To Spread the Word on Covid, Colleges are Turning to Students
In the face of new restrictions, college students have continued to do what they always do, pandemic or not: socialize.
In response, universities are turning to a popular marketing tactic to help their efforts: influencers. Within the last few years, many university marketing departments have begun paying their students to act as amateur recruiters—documenting and sharing their college lifestyle on social media as an advertisement for the university itself. Now, with pandemic preparedness top of mind, those marketing departments have shifted their focus from recruitment to outbreak prevention.
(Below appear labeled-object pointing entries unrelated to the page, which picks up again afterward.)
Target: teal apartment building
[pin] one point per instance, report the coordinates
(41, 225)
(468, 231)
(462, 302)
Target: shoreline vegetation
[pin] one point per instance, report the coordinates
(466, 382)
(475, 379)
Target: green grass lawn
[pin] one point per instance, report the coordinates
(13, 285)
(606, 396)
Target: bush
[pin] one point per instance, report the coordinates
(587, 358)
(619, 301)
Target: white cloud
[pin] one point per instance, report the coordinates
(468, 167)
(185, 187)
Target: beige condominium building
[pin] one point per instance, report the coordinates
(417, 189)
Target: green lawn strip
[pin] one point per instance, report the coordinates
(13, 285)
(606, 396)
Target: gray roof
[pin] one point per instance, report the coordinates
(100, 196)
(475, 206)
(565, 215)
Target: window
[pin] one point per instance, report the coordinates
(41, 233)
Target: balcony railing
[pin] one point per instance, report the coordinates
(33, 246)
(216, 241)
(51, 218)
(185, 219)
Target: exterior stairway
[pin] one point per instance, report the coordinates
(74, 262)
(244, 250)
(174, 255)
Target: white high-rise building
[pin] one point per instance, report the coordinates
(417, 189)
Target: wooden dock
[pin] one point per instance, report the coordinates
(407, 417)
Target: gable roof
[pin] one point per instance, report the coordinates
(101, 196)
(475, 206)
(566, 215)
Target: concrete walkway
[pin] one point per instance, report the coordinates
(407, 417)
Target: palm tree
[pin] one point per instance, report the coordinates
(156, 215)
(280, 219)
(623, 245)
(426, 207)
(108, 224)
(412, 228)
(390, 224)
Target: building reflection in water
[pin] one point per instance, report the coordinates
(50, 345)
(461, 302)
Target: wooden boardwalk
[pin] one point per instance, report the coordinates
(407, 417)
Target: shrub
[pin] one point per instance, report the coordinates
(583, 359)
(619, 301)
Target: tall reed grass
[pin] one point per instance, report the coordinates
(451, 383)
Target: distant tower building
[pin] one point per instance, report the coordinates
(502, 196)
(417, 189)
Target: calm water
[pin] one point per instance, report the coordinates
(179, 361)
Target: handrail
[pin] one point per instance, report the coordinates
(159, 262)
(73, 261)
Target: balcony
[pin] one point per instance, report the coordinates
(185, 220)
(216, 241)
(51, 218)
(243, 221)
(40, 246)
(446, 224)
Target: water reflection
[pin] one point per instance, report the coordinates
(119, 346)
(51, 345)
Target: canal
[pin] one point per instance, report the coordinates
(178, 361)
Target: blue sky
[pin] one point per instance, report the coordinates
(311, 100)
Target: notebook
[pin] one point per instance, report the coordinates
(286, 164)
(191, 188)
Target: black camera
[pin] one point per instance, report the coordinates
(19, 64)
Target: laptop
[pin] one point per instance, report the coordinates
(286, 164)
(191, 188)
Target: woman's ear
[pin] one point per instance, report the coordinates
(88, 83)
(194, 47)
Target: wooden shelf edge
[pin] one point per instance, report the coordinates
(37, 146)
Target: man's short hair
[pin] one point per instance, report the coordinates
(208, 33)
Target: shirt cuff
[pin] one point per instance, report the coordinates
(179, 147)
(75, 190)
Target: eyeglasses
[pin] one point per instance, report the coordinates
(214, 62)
On some campuses, student influencers are now being paid to share university-approved messaging about the coronavirus. It’s an effort to reach students where they are; rather than expecting kids to read emails or watch public service announcements, they’re smuggling public health information into their social feed as the proverbial pill in the apple sauce—or whatever your college dining hall analogue of choice may be.
The response has been decidedly mixed. Some students find the posts inauthentic and performative, noting the incongruity between a bubbly Instagram caption about masks and the real weight of the anxiety people are facing at this moment.
Universities traditionally lag behind brands when it comes to channel strategy, and these marketing departments should be commended in their efforts to use all available channels, especially digital ones, to talk to their students. Peer-to-peer communication is clearly a valuable tool, and early numbers suggest the reach of these posts is impressive. On the other hand, paying students to handle a problem of this magnitude carries its own risks—after all, these are teenagers being forced to adapt, like the rest of us, to an alarming new reality. Making them responsible for the safety of the student body as well may simply be too big an ask.